You don't write lineage yourself. The schema captures upstream relationships through:

consumes[] — explicit upstream-product references at the contract root.
builds[].properties.sql — column-level lineage parsed from SQL.
builds[].repository — for hybrid-reference builds, the dbt manifest is read for graph data.

The exact output paths and viewer formats depend on the CLI version + provider. Run fluid plan --html and check the generated artifact directory; document what you see in your team's runbook rather than relying on this page.

Common rule patterns

These are the rule shapes most production data products end up with. Copy them as a starting point. Each example uses only fields defined in fluid-schema-0.7.3.json.

Conditional completeness via the build, not the rule

The schema's dqRule shape (id, type, selector, threshold, operator, window, severity, description, tags, labels) intentionally doesn't carry a where: clause. The recommended pattern when a column is required for some rows but not others is to handle it in the SQL build, then check completeness on the fully-populated column:

builds:
  - id: customer_metrics
    pattern: embedded-logic
    engine: sql
    properties:
      sql: |
        SELECT
          customer_id,
          customer_age_days,
          -- arpu is non-null only when 30 days of history exists
          CASE
            WHEN customer_age_days >= 30 THEN COALESCE(arpu_30d_eur_raw, 0)
            ELSE NULL
          END AS arpu_30d_eur
        FROM raw.customers c
        LEFT JOIN raw.transactions t USING (customer_id)

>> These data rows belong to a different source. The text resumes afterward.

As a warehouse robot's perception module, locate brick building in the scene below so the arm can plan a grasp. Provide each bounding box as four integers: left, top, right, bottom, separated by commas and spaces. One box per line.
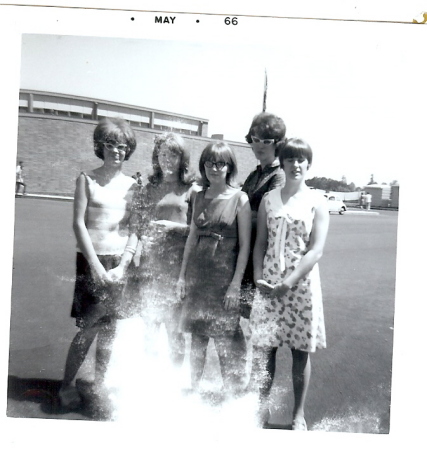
17, 90, 256, 195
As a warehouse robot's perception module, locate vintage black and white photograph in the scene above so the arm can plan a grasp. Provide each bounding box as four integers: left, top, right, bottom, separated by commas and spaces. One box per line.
0, 3, 426, 448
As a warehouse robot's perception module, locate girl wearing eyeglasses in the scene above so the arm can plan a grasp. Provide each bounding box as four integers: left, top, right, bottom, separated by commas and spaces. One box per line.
241, 112, 286, 319
177, 142, 251, 394
59, 118, 136, 408
250, 139, 329, 430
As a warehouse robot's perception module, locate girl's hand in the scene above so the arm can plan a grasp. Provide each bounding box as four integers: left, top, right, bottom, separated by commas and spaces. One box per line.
91, 264, 111, 286
176, 278, 185, 299
270, 282, 291, 297
107, 265, 125, 284
224, 284, 240, 309
255, 279, 274, 295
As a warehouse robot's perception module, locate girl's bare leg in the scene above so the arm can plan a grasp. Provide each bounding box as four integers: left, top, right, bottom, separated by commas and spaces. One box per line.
190, 333, 209, 390
61, 327, 99, 389
292, 350, 311, 423
95, 319, 117, 386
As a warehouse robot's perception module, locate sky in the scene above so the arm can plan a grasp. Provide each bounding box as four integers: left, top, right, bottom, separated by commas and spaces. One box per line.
16, 19, 421, 187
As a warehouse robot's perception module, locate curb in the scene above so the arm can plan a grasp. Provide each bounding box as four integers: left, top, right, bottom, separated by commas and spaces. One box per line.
15, 194, 74, 202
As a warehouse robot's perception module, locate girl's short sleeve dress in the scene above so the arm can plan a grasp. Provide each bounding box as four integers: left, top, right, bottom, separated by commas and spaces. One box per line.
181, 190, 246, 337
250, 188, 326, 352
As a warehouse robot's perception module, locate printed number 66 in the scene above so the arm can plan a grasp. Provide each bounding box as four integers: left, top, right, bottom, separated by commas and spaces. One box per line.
224, 17, 237, 25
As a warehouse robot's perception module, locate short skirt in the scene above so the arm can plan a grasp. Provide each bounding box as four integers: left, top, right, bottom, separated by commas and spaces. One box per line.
71, 252, 124, 328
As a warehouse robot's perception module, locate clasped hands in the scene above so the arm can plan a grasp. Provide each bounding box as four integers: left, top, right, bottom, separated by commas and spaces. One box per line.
176, 277, 240, 310
255, 279, 291, 297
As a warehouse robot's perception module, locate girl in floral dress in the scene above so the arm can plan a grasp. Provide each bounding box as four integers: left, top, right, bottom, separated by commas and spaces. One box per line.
250, 139, 329, 430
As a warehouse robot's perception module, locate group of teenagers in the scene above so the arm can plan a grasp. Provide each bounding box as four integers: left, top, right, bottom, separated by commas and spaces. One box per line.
59, 112, 329, 430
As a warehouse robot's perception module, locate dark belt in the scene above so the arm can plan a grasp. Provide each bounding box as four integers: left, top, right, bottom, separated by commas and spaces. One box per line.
197, 229, 237, 241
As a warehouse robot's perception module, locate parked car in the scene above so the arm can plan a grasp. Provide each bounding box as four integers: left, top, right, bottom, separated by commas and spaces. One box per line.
325, 195, 347, 214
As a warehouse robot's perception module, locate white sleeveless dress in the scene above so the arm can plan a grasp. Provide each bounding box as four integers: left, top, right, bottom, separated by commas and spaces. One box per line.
250, 188, 326, 352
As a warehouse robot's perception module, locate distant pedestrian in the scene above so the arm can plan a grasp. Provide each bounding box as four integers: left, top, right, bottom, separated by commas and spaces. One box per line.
360, 191, 366, 209
135, 172, 142, 186
59, 118, 136, 408
15, 161, 27, 195
250, 139, 329, 430
365, 192, 372, 211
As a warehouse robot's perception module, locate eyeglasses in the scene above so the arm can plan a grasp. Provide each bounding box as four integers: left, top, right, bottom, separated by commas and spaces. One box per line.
205, 161, 227, 170
103, 142, 128, 152
251, 136, 274, 145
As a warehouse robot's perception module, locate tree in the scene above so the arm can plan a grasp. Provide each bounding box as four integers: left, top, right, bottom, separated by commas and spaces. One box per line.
306, 177, 356, 192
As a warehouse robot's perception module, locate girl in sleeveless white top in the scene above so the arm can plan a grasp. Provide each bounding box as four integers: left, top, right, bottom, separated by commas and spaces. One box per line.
59, 119, 136, 408
250, 139, 329, 430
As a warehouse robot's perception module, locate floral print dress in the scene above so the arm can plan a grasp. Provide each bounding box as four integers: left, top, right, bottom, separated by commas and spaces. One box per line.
250, 188, 326, 352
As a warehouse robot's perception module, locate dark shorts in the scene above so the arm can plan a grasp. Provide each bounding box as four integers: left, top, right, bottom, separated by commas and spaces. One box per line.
71, 253, 123, 328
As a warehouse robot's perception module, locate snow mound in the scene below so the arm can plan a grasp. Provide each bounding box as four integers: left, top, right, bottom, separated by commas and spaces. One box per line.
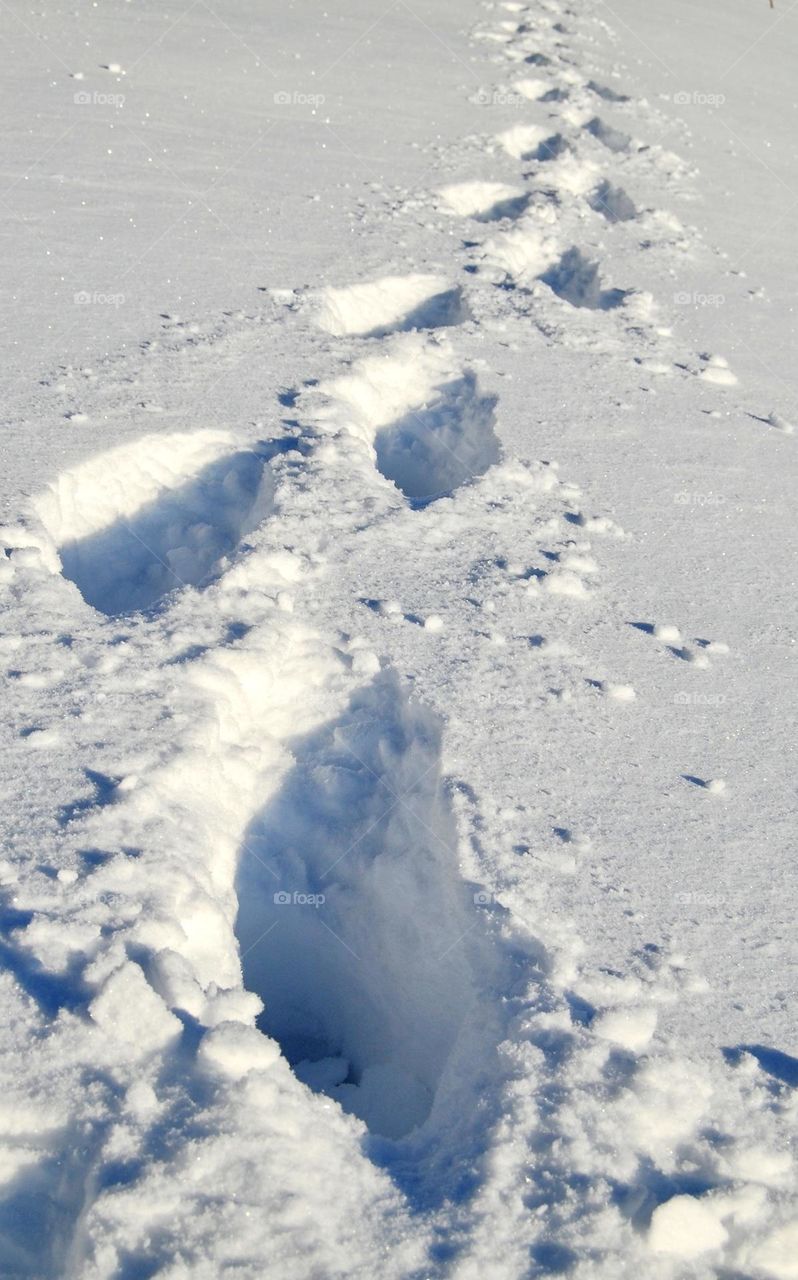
33, 431, 273, 616
316, 274, 468, 338
237, 675, 489, 1138
315, 335, 501, 502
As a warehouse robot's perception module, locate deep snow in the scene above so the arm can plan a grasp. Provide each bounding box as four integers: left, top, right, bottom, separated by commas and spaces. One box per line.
0, 0, 798, 1280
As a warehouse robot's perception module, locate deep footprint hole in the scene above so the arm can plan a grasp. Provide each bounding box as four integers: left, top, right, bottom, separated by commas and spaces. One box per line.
541, 248, 626, 311
236, 675, 489, 1139
53, 442, 284, 617
374, 370, 501, 506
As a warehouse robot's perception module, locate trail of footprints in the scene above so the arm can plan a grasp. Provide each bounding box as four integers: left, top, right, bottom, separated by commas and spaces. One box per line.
0, 4, 789, 1274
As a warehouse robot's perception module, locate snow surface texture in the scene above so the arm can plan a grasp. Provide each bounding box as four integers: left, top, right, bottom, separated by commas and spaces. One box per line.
0, 0, 798, 1280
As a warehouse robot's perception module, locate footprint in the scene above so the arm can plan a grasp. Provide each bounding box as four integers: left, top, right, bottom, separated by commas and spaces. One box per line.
236, 673, 487, 1138
589, 179, 638, 223
585, 115, 631, 152
315, 335, 501, 506
315, 275, 469, 338
541, 248, 628, 311
33, 431, 281, 617
438, 182, 532, 223
497, 124, 569, 160
585, 81, 630, 102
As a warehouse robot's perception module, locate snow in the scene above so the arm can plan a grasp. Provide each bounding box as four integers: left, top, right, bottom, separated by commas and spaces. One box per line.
0, 0, 798, 1280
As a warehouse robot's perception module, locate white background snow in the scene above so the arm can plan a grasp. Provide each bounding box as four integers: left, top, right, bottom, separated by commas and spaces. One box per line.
0, 0, 798, 1280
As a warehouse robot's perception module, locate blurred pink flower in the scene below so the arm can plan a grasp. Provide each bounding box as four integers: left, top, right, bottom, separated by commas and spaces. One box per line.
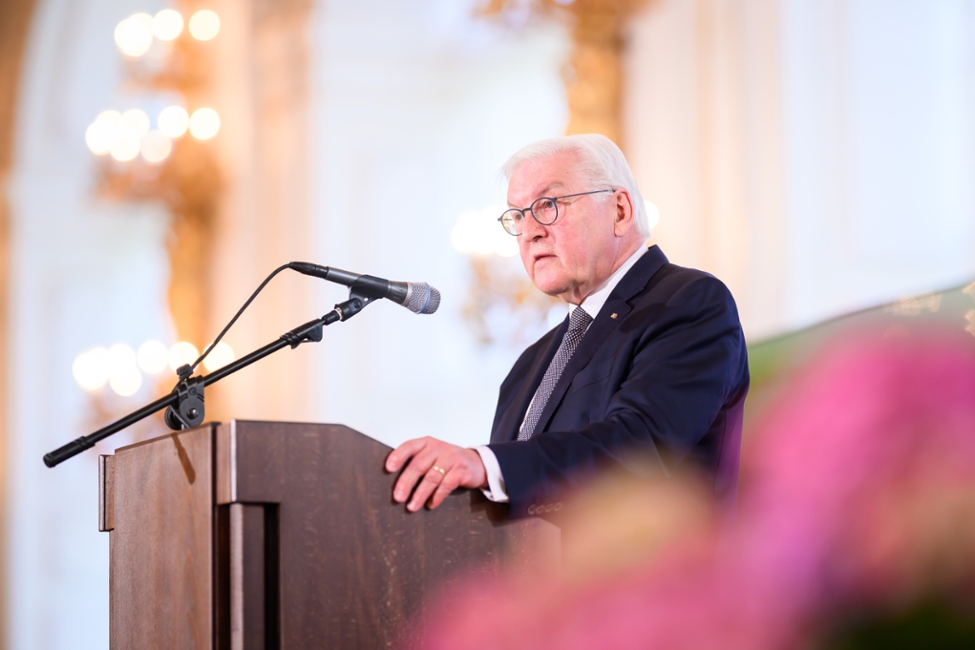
421, 333, 975, 650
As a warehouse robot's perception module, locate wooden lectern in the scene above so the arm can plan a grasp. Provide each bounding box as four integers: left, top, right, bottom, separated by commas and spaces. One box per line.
99, 421, 560, 650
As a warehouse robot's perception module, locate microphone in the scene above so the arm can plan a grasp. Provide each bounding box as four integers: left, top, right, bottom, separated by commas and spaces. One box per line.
288, 262, 440, 314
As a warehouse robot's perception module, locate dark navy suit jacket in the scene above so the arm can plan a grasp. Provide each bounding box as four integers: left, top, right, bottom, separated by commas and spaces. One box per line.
489, 246, 749, 517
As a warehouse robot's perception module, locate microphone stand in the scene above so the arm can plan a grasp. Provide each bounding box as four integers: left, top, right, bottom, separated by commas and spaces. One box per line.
44, 282, 382, 467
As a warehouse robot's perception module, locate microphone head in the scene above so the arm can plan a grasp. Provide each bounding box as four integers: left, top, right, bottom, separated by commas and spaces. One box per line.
403, 282, 440, 314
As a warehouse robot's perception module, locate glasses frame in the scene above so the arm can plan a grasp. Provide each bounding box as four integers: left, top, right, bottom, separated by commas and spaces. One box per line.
498, 188, 618, 237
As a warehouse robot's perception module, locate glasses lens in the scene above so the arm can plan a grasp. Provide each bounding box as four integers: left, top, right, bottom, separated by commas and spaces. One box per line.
532, 196, 559, 226
501, 210, 525, 235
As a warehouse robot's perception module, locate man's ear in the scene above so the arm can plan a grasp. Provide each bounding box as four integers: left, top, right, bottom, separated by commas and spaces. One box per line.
613, 188, 633, 237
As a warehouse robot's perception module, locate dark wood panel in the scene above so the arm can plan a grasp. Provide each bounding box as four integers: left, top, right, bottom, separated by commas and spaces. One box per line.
230, 503, 268, 650
109, 426, 214, 650
216, 421, 559, 650
98, 454, 115, 533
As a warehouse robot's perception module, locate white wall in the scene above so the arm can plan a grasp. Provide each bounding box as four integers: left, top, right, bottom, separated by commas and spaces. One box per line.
309, 0, 567, 445
3, 0, 170, 650
4, 0, 566, 650
624, 0, 975, 340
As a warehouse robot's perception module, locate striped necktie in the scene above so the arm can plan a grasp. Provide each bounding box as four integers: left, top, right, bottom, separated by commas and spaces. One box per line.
518, 307, 592, 440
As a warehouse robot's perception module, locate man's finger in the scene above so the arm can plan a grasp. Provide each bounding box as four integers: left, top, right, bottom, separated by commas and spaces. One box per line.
393, 443, 437, 503
427, 469, 461, 510
406, 467, 445, 512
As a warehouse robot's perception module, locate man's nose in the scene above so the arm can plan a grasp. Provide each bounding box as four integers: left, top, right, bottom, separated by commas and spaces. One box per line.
521, 214, 548, 241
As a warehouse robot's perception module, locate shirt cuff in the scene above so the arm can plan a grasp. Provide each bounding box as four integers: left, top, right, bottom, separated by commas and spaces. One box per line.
474, 445, 508, 503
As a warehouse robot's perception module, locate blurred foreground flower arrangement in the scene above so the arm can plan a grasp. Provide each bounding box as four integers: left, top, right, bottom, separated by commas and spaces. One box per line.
421, 334, 975, 650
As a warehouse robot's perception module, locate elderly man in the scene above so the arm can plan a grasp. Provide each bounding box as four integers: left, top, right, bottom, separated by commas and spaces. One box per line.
386, 135, 748, 517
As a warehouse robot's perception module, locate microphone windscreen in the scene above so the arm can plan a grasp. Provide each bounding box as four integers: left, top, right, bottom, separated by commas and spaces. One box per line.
403, 282, 440, 314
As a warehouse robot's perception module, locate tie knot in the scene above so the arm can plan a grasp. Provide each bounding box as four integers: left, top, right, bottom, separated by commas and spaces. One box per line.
569, 307, 592, 332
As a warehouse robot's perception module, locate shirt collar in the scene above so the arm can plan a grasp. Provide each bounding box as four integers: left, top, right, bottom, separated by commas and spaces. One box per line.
569, 246, 650, 320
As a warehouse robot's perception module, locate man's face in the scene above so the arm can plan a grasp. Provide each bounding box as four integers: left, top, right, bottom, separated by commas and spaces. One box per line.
508, 153, 619, 305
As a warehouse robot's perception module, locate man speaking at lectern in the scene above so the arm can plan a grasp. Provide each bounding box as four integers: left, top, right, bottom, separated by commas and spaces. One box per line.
386, 135, 748, 517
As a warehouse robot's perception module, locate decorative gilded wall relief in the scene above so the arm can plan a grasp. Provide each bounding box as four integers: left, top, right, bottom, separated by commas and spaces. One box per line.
482, 0, 650, 143
86, 3, 221, 347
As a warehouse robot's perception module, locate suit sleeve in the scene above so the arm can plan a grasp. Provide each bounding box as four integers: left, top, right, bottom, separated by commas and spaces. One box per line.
490, 273, 748, 517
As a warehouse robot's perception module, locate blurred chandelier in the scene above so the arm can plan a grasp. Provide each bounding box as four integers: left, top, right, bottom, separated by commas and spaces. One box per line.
85, 9, 220, 165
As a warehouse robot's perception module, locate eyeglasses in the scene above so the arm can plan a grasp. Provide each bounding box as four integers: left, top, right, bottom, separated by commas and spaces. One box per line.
498, 190, 616, 237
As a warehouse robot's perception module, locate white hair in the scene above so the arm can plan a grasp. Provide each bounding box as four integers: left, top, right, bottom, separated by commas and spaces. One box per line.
501, 133, 650, 237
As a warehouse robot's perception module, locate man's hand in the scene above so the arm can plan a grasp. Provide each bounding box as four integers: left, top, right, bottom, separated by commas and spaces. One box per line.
386, 436, 487, 512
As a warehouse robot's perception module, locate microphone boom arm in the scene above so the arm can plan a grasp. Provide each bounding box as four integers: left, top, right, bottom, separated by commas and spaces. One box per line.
44, 283, 381, 467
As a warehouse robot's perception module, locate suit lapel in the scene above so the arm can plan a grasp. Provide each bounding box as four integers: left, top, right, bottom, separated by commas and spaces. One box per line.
519, 246, 667, 433
500, 316, 569, 440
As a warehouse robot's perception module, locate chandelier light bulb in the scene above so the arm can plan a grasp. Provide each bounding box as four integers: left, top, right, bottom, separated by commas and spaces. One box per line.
115, 13, 152, 57
71, 348, 108, 391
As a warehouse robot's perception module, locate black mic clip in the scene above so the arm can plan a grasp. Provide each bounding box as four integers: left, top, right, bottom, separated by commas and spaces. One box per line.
163, 364, 206, 431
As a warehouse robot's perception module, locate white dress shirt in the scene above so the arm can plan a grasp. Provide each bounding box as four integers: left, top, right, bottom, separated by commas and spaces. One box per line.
474, 246, 649, 503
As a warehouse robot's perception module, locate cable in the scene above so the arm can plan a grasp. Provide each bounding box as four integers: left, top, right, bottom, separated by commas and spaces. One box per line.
188, 264, 291, 378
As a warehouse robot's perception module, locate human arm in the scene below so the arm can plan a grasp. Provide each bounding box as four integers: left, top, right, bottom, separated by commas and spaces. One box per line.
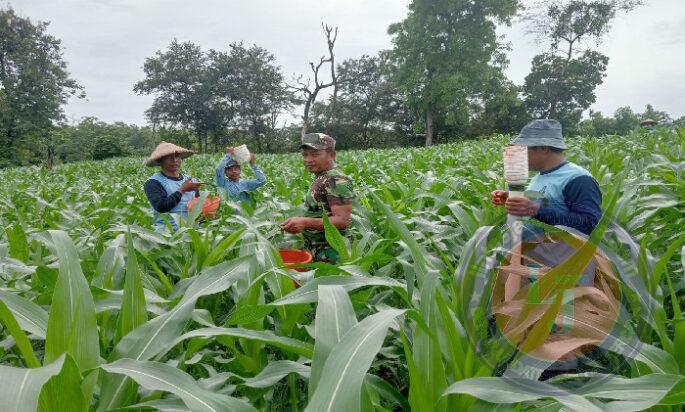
214, 153, 232, 187
535, 176, 602, 234
240, 164, 266, 191
281, 203, 352, 233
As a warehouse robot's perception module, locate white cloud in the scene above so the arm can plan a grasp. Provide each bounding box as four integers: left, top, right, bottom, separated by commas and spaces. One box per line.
6, 0, 685, 124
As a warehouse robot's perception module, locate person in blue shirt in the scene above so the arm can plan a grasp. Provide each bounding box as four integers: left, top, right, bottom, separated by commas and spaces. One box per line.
492, 119, 602, 235
216, 147, 266, 204
144, 142, 203, 230
491, 119, 602, 380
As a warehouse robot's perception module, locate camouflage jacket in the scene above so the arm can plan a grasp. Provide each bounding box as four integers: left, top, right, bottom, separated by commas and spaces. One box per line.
303, 169, 354, 247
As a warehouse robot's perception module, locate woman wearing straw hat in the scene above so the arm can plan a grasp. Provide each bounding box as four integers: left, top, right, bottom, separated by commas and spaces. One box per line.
145, 142, 203, 229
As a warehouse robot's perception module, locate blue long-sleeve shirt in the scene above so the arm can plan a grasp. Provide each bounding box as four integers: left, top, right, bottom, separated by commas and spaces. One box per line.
216, 155, 266, 203
534, 165, 602, 235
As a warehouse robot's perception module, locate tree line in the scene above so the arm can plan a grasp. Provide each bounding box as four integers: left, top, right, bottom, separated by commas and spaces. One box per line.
0, 0, 683, 167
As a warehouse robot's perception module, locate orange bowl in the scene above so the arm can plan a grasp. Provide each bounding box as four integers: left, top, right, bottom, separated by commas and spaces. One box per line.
188, 196, 221, 219
278, 249, 314, 272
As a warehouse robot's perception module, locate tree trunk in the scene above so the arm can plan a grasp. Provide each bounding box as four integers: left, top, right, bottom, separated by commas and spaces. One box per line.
302, 100, 311, 136
426, 106, 433, 147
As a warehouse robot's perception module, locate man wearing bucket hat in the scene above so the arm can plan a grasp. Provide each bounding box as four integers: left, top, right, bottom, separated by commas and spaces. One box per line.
492, 119, 602, 235
216, 147, 266, 204
144, 142, 203, 229
281, 133, 354, 263
492, 119, 602, 380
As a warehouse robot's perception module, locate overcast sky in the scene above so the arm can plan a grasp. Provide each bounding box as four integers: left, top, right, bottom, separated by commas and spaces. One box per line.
6, 0, 685, 125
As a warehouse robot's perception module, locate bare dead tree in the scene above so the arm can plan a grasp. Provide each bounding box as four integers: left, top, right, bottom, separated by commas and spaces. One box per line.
293, 23, 338, 135
321, 23, 338, 135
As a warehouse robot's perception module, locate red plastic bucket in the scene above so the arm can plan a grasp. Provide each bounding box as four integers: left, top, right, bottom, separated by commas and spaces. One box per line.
278, 249, 314, 286
188, 196, 221, 219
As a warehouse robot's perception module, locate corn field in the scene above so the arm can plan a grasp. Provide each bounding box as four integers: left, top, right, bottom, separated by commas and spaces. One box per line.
0, 129, 685, 412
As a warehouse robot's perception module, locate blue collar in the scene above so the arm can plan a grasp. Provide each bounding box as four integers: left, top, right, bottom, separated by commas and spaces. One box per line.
540, 160, 568, 175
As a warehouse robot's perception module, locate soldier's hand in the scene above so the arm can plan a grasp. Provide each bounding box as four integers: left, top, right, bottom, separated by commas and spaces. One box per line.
281, 217, 307, 234
178, 177, 204, 194
490, 190, 509, 206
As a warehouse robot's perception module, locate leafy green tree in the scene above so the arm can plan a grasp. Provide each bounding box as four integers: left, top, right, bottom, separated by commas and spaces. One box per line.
0, 8, 84, 166
640, 104, 671, 123
523, 0, 641, 131
134, 39, 219, 151
388, 0, 520, 145
614, 106, 640, 136
209, 43, 295, 151
465, 74, 530, 137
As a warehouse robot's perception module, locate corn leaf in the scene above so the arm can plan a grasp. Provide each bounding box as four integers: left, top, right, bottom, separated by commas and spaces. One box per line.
306, 309, 405, 412
44, 230, 100, 399
0, 355, 65, 412
309, 285, 357, 399
0, 300, 40, 368
100, 359, 256, 412
271, 276, 406, 305
115, 233, 147, 342
98, 258, 249, 411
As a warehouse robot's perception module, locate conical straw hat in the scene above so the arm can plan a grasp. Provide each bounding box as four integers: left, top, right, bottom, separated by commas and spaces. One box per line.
145, 142, 195, 166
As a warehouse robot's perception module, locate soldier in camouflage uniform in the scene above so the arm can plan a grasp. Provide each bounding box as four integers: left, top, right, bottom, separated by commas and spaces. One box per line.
281, 133, 354, 263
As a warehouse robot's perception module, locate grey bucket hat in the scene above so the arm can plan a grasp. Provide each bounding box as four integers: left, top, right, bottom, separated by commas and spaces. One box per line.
509, 119, 567, 149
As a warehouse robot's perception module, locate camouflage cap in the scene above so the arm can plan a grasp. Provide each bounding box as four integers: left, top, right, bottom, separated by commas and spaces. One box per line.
300, 133, 335, 150
224, 158, 240, 169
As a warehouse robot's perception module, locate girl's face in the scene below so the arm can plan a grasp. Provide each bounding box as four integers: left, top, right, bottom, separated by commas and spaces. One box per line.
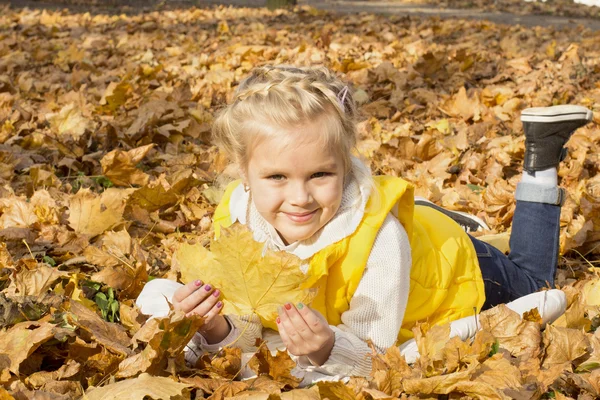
245, 118, 345, 244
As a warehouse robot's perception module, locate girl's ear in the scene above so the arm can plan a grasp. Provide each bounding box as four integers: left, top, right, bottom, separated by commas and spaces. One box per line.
236, 163, 249, 186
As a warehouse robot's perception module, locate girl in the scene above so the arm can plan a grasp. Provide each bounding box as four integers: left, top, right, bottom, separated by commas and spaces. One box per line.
137, 66, 592, 381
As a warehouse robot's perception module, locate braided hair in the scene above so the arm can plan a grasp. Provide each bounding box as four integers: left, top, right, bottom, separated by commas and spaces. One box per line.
212, 65, 356, 176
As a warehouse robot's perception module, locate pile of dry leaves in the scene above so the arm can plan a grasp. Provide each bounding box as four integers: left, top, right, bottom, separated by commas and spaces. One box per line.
0, 2, 600, 399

Then the rule is plain completeness, scoped to the rows you care about via the selector's downstream filter (or simply tolerated at threshold < 1.0):

dq:
  rules:
    - id: arpu_30d_completeness
      type: completeness
      selector: arpu_30d_eur
      threshold: 0.85         # 85% of all rows have non-null arpu (the 15% are < 30 days)
      operator: ">="
      severity: error

This pattern keeps the rule schema clean and pushes the lifecycle logic into SQL where it belongs.

Drift detection on schema or distribution

dq:
  rules:
    - id: schema_stability
      type: schema
      severity: critical              # block deploy on schema change without explicit version bump

    - id: revenue_distribution_drift
      type: drift_detection
      selector: weekly_revenue
      window: P14D                    # 14-day rolling baseline (ISO 8601 duration)
      threshold: 0.20                 # alert if drift score exceeds threshold
      operator: "<="
      severity: warn

drift_detection requires the verify command running on a schedule against a baseline window. Schedule fluid verify via your CI / orchestrator (Airflow, Dagster, GitHub Actions cron) — the qos block on the expose declares the target, but scheduling lives in the runtime layer.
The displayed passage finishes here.